WIKB-FM
- Iron River, Michigan; United States;
- Frequency: 99.1 MHz

Programming
- Format: Classic hits

Ownership
- Owner: Morgan Murphy Media; (Queen Bee's Knees LLC);
- Sister stations: WFER

History
- First air date: 1981
- Call sign meaning: Iron Mountain, Kingsford Brietung Township

Technical information
- Licensing authority: FCC
- Facility ID: 49683
- Class: C1
- ERP: 60,000 watts
- HAAT: 150 meters (490 ft)

Links
- Public license information: Public file; LMS;
- Webcast: Listen live
- Website: www.wikb.com

= WIKB-FM =

WIKB-FM (99.1 MHz) is a radio station broadcasting a classic hits format. Licensed to Iron River, Michigan, it first began broadcasting in 1981. The station is owned by Morgan Murphy Media.

==History==

Logo as a country station

WIKB-FM dropped its former adult contemporary format as "The Breeze" for a country format and the handle "99-1 The Bull" at the end of Memorial Day Weekend 2010. The change comes after former Armada Media CEO Jim Coursolle and his wife, Diane, closed on a purchase of a two-thirds interest in owner Heartland Communications from Granite Equity Partners in May 2010. Also involved in the deal are sister station WFER AM 1230 (which switched from adult standards to talk radio) and stations in Ashland, Park Falls, and Eagle River, Wisconsin. Coursolle has said he felt a country format would give WIKB-FM a stronger association with a long-running rodeo in Iron River. ()

However, with the format change came a shift from mainly locally originating programming (with the exception of Delilah nights) to Dial Global's True Country satellite feed, with the only locally originating programming being the station's "Shopping Show" hosted by Marian Volek.
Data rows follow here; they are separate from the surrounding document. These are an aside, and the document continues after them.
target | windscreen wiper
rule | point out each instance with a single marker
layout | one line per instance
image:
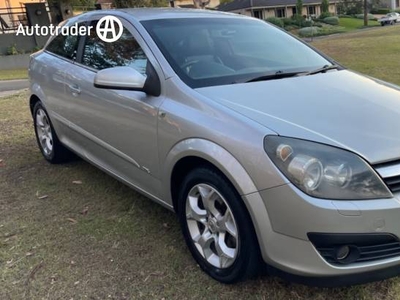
(281, 74)
(276, 75)
(323, 69)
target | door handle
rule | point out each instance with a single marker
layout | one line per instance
(75, 89)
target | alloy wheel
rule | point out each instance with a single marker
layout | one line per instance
(212, 226)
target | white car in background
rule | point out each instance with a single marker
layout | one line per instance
(390, 19)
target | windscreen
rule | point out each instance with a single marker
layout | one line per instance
(217, 51)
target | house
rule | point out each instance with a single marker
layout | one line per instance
(263, 9)
(191, 4)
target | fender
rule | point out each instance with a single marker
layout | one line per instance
(213, 153)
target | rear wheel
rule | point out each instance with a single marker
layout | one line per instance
(51, 148)
(217, 227)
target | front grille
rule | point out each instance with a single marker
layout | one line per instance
(367, 253)
(390, 173)
(364, 247)
(393, 183)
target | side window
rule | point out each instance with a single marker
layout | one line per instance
(64, 46)
(125, 51)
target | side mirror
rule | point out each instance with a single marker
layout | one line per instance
(120, 78)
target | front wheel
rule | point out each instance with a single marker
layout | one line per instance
(51, 148)
(217, 227)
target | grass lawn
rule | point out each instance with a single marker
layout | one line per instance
(101, 240)
(372, 52)
(353, 23)
(13, 74)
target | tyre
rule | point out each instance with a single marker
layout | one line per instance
(51, 148)
(217, 227)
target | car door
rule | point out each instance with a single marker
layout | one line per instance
(48, 70)
(116, 129)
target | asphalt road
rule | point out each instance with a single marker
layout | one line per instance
(13, 85)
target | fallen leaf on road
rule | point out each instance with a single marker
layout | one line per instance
(72, 220)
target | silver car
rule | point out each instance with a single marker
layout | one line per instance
(270, 152)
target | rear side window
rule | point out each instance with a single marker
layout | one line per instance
(64, 46)
(126, 51)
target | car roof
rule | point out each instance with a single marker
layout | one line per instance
(142, 14)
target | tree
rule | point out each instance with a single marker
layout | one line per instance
(325, 6)
(299, 7)
(365, 12)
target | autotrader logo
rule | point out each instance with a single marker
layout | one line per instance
(109, 29)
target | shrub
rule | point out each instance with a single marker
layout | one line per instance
(287, 21)
(291, 27)
(380, 11)
(325, 6)
(332, 20)
(324, 15)
(309, 31)
(276, 21)
(307, 23)
(12, 50)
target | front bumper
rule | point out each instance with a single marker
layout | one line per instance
(283, 216)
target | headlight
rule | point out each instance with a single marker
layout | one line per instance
(324, 171)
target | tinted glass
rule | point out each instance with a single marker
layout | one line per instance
(215, 51)
(126, 51)
(64, 46)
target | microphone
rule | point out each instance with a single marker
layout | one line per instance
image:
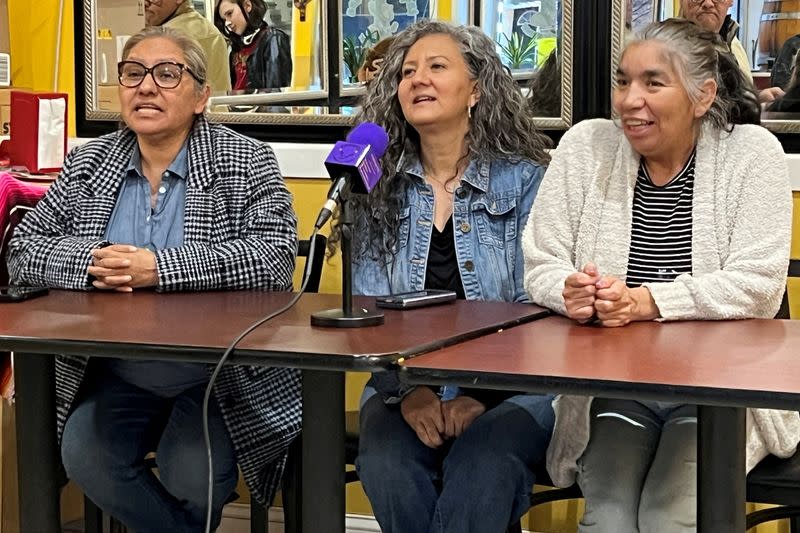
(354, 162)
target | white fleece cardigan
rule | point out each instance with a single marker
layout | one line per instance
(741, 232)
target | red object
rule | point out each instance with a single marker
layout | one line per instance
(38, 131)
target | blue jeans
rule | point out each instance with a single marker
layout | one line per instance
(649, 450)
(479, 482)
(116, 424)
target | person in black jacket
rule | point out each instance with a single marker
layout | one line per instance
(260, 54)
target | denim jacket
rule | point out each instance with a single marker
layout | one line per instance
(490, 210)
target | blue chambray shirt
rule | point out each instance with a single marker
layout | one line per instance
(491, 207)
(133, 221)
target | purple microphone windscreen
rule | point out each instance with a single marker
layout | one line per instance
(359, 157)
(371, 134)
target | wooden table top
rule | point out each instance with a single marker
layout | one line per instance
(198, 326)
(748, 362)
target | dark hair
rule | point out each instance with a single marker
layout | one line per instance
(501, 126)
(255, 20)
(698, 54)
(545, 88)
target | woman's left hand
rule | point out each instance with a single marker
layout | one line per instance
(459, 413)
(618, 305)
(122, 267)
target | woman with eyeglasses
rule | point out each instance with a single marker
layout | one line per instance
(261, 56)
(168, 203)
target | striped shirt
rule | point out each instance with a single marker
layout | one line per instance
(661, 231)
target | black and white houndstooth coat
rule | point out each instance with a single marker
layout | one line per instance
(240, 233)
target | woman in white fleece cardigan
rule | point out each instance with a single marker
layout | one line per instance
(680, 211)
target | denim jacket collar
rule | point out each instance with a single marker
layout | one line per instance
(476, 173)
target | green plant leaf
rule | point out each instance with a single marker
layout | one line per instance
(516, 51)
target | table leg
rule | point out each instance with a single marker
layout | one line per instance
(721, 478)
(323, 452)
(37, 449)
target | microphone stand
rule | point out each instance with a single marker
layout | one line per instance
(346, 317)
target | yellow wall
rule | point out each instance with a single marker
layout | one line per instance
(33, 48)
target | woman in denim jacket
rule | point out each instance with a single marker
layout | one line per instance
(460, 175)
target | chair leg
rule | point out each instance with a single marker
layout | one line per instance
(258, 517)
(292, 489)
(115, 526)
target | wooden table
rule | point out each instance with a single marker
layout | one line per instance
(721, 366)
(198, 327)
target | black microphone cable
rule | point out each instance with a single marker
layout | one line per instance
(228, 351)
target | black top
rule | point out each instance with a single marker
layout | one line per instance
(442, 270)
(442, 273)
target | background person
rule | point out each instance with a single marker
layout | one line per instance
(181, 16)
(460, 174)
(261, 55)
(713, 16)
(191, 206)
(681, 211)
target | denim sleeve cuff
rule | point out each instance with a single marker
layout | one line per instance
(390, 388)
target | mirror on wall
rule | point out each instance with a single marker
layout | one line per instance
(276, 65)
(764, 34)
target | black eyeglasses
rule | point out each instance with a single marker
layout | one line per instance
(166, 75)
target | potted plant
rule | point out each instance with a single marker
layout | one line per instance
(517, 51)
(354, 50)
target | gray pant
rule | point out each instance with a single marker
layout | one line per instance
(639, 471)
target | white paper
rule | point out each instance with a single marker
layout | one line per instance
(50, 148)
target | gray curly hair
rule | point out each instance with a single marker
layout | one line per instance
(501, 126)
(698, 54)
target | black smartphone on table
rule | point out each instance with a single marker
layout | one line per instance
(21, 293)
(412, 300)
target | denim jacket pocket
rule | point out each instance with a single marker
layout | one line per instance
(404, 228)
(495, 221)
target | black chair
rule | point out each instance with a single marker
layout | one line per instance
(777, 481)
(93, 515)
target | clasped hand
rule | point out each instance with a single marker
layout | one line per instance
(122, 267)
(435, 421)
(588, 295)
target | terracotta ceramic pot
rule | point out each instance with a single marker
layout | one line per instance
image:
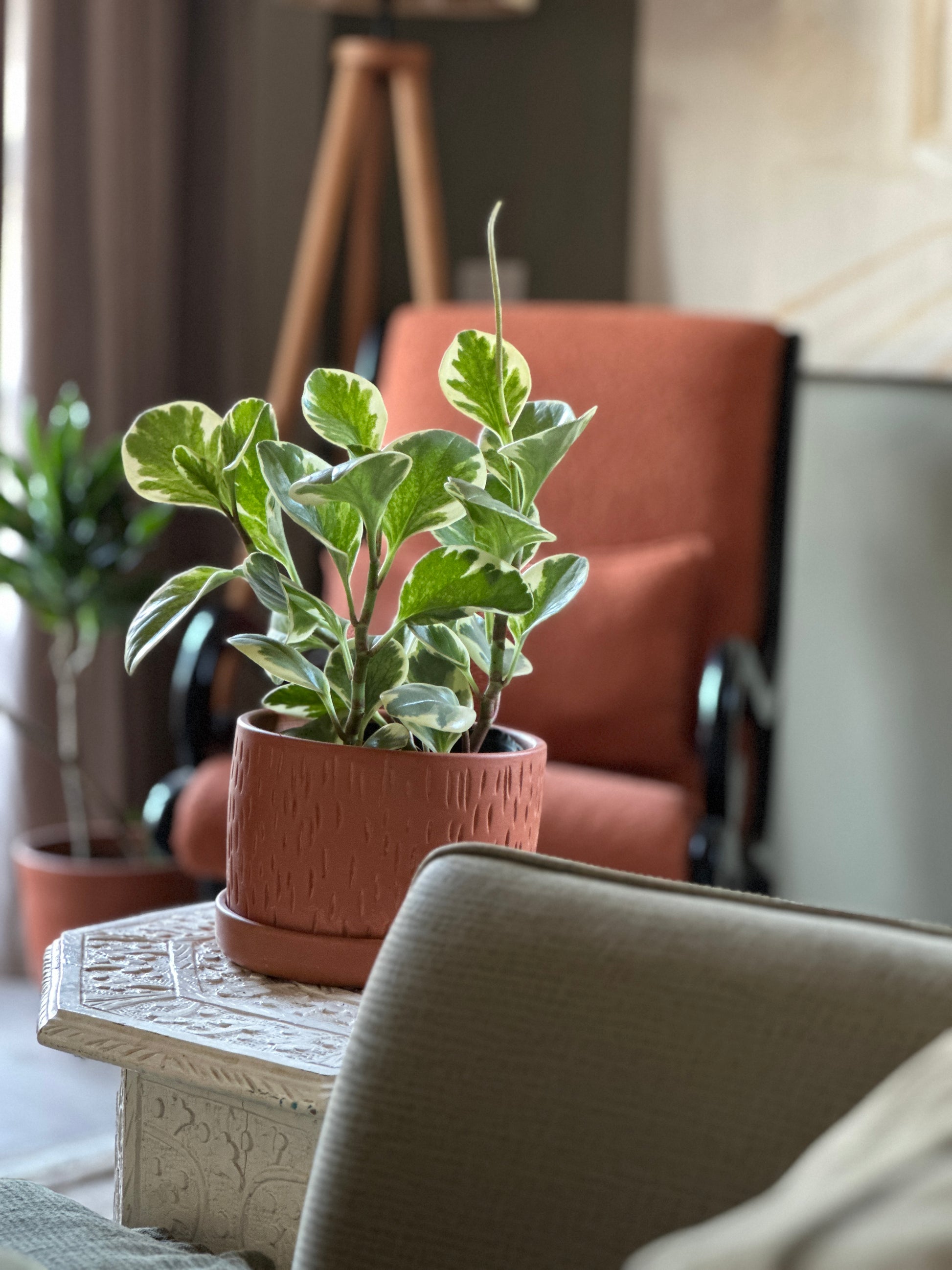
(58, 892)
(324, 841)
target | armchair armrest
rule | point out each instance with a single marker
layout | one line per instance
(735, 691)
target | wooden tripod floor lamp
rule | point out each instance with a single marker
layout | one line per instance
(374, 79)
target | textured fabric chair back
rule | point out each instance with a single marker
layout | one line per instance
(683, 440)
(554, 1064)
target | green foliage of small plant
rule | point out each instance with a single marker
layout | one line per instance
(468, 606)
(70, 545)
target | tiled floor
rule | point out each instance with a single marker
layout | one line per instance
(58, 1111)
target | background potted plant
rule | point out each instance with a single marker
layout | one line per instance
(73, 539)
(386, 750)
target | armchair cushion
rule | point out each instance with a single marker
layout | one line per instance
(874, 1192)
(555, 1064)
(616, 673)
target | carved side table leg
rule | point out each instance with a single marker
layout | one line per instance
(214, 1170)
(225, 1075)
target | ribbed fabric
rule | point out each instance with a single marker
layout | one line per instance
(555, 1064)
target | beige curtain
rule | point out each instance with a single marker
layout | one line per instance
(169, 145)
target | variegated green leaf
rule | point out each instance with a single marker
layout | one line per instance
(310, 615)
(539, 454)
(443, 641)
(167, 606)
(338, 675)
(540, 416)
(346, 409)
(295, 700)
(150, 443)
(452, 582)
(393, 736)
(264, 577)
(427, 667)
(473, 633)
(320, 728)
(201, 474)
(468, 376)
(246, 426)
(554, 582)
(432, 714)
(336, 525)
(498, 529)
(387, 671)
(282, 662)
(422, 502)
(364, 484)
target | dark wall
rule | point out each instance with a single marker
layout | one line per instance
(537, 112)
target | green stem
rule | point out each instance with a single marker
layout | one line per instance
(362, 649)
(498, 306)
(65, 654)
(490, 697)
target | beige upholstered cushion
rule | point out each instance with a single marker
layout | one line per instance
(555, 1064)
(874, 1193)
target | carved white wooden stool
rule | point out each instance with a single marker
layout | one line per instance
(227, 1075)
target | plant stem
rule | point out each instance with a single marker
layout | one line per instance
(67, 665)
(498, 305)
(489, 705)
(362, 649)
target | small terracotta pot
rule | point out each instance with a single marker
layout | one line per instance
(58, 892)
(324, 841)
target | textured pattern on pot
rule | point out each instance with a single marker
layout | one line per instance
(327, 838)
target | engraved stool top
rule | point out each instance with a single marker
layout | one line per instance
(154, 993)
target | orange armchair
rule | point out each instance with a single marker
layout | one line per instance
(676, 493)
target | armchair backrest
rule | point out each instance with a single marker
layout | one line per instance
(692, 421)
(554, 1064)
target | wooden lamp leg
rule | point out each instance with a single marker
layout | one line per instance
(421, 193)
(346, 121)
(362, 266)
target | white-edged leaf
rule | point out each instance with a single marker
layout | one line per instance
(320, 728)
(264, 577)
(282, 662)
(468, 376)
(452, 582)
(387, 671)
(167, 606)
(309, 615)
(443, 641)
(473, 633)
(393, 736)
(554, 582)
(539, 416)
(346, 409)
(428, 707)
(537, 455)
(497, 529)
(336, 525)
(150, 443)
(364, 484)
(248, 423)
(422, 502)
(428, 667)
(295, 700)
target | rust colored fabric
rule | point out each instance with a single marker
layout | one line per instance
(601, 818)
(201, 818)
(617, 822)
(682, 442)
(616, 673)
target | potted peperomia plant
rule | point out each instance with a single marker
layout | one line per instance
(370, 751)
(71, 545)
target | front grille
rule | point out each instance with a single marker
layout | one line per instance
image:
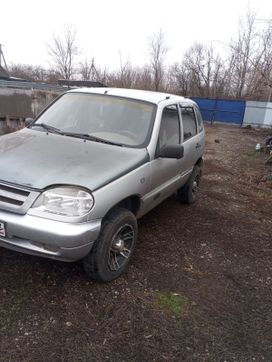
(17, 199)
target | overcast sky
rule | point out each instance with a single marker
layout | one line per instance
(108, 28)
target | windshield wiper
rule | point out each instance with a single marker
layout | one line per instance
(89, 137)
(47, 127)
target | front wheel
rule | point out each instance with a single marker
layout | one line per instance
(187, 193)
(114, 247)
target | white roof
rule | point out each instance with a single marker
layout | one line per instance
(148, 96)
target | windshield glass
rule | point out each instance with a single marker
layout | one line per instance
(121, 120)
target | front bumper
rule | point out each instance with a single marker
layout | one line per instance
(48, 238)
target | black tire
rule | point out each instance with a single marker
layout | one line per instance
(114, 247)
(187, 193)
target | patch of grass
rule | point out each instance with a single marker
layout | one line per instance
(173, 302)
(251, 157)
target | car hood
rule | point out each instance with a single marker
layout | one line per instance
(38, 159)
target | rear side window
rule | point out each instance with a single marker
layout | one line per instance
(170, 127)
(199, 119)
(189, 122)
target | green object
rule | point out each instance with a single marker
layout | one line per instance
(175, 303)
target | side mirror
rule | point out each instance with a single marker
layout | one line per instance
(172, 151)
(28, 121)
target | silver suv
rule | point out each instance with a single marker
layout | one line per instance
(75, 181)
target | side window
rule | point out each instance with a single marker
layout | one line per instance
(189, 122)
(170, 127)
(199, 119)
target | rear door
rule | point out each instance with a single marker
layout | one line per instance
(193, 140)
(166, 172)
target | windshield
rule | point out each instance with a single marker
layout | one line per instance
(118, 120)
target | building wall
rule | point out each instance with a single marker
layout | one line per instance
(18, 104)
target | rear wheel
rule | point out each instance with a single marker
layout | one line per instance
(114, 247)
(187, 194)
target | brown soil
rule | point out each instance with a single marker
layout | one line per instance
(216, 254)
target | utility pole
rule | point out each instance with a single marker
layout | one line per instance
(93, 73)
(2, 58)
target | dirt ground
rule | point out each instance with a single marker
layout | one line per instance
(214, 257)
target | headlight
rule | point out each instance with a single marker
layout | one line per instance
(66, 201)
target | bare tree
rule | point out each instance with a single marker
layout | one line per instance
(244, 55)
(87, 70)
(157, 52)
(201, 71)
(63, 52)
(28, 72)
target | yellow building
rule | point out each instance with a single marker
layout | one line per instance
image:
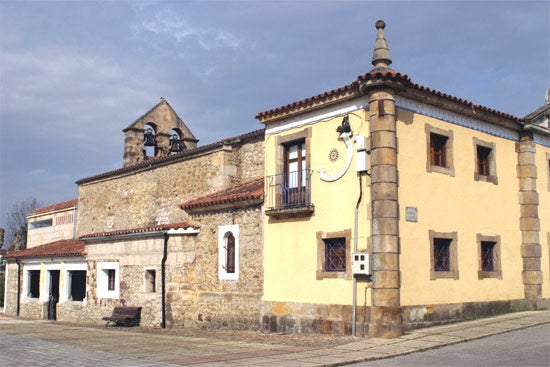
(446, 201)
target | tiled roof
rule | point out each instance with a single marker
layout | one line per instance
(141, 230)
(159, 161)
(354, 89)
(252, 190)
(62, 248)
(58, 206)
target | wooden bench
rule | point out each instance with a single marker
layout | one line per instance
(124, 316)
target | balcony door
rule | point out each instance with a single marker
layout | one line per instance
(295, 174)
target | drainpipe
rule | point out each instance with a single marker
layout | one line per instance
(18, 304)
(355, 239)
(163, 280)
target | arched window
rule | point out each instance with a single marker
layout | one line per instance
(176, 141)
(150, 140)
(228, 252)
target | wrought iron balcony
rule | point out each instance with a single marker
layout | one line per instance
(289, 194)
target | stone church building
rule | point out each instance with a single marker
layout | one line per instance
(379, 206)
(175, 231)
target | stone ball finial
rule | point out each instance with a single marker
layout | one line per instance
(380, 24)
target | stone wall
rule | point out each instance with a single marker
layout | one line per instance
(224, 303)
(149, 195)
(10, 304)
(195, 297)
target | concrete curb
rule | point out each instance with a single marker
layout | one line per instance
(139, 348)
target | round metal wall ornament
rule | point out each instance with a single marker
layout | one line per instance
(333, 155)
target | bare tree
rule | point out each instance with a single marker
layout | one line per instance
(17, 221)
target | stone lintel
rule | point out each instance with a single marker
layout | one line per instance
(529, 224)
(385, 226)
(385, 244)
(385, 208)
(384, 191)
(532, 277)
(385, 279)
(384, 173)
(383, 156)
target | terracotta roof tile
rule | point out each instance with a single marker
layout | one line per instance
(147, 229)
(377, 73)
(245, 191)
(58, 206)
(62, 248)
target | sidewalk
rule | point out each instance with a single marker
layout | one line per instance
(138, 348)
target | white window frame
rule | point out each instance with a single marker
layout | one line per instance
(67, 291)
(223, 231)
(103, 280)
(27, 284)
(146, 281)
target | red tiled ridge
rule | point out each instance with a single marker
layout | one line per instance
(155, 228)
(248, 190)
(385, 73)
(58, 206)
(61, 248)
(463, 101)
(319, 97)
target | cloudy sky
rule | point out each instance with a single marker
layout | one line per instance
(73, 74)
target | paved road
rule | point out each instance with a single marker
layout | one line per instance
(40, 343)
(526, 348)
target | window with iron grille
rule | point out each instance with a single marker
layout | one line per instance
(230, 253)
(442, 254)
(489, 257)
(439, 150)
(485, 162)
(111, 277)
(483, 155)
(335, 254)
(438, 147)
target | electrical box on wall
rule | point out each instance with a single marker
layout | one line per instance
(360, 142)
(361, 161)
(360, 263)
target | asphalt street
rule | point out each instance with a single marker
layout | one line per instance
(526, 348)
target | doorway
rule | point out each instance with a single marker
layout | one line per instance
(54, 294)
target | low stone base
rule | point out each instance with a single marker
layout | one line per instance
(415, 317)
(288, 317)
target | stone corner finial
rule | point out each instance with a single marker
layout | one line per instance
(381, 57)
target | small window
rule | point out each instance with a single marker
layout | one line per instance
(41, 223)
(443, 256)
(439, 150)
(483, 155)
(485, 164)
(34, 284)
(77, 288)
(228, 252)
(108, 280)
(335, 254)
(150, 280)
(489, 257)
(111, 277)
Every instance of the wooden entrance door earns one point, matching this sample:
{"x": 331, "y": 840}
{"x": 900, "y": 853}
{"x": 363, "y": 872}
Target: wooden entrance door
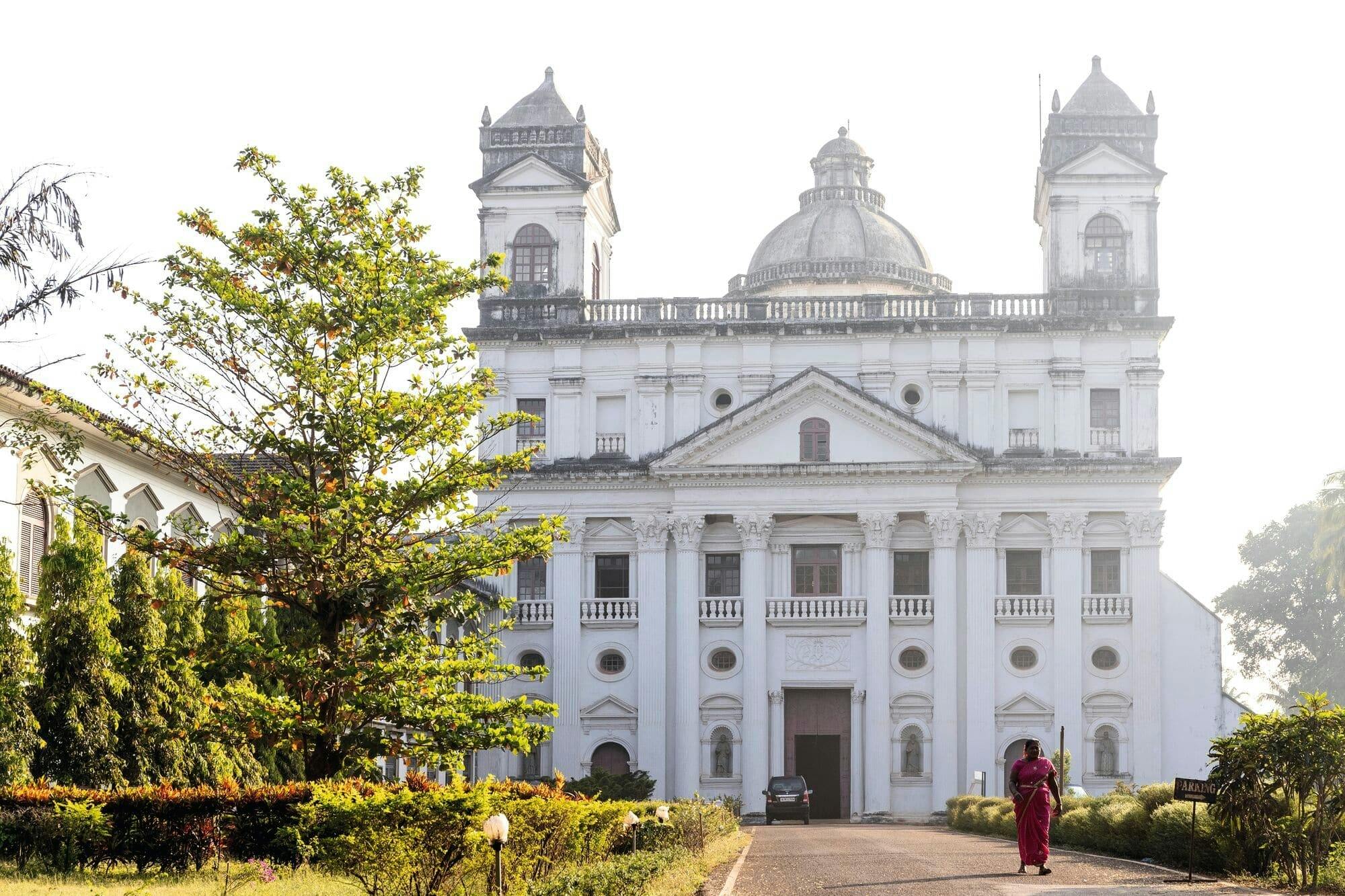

It has been reported that the station's listenership has declined significantly since the change; in addition, parts of the station's listening area can already receive country stations from Iron Mountain and other nearby cities, whereas the former "Breeze" was the only mainstream AC format serving the area.

Previous to the AC format, WIKB and WIKB-FM simulcast a long-running "Solid Gold Classics" format featuring music from the 1960s through the 1980s. The former WIKB (now WFER) has returned to a classic hits format since the two stations were sold in the summer of 2015.

WIKB-FM was sold effective June 30, 2015, to Stephen Marks' Iron River Community Broadcasting Corporation, at a purchase price of $488,000. The sale included WFER, as well as co-owned WCQM and WPFP. With the ownership change the station's country music format was retained but overhauled, with the "Bull" moniker and most satellite programming (except for the syndicated Big D and Bubba morning show) dropped and the music now programmed locally. Also, the station's signature "Telephone Time" program was brought back and now runs for three hours daily from 9 a.m. to noon.

On December 9, 2019, WIKB-FM changed their format from country to classic hits, swapping formats with WFER.

In September 2023, The Marks Group sold its Michigan broadcasting properties—WBKB-TV, WBKP, WBUP, and the Houghton and Iron River radio stations—for $13.375 million to Morgan Murphy Media. The deal was closed on December 4.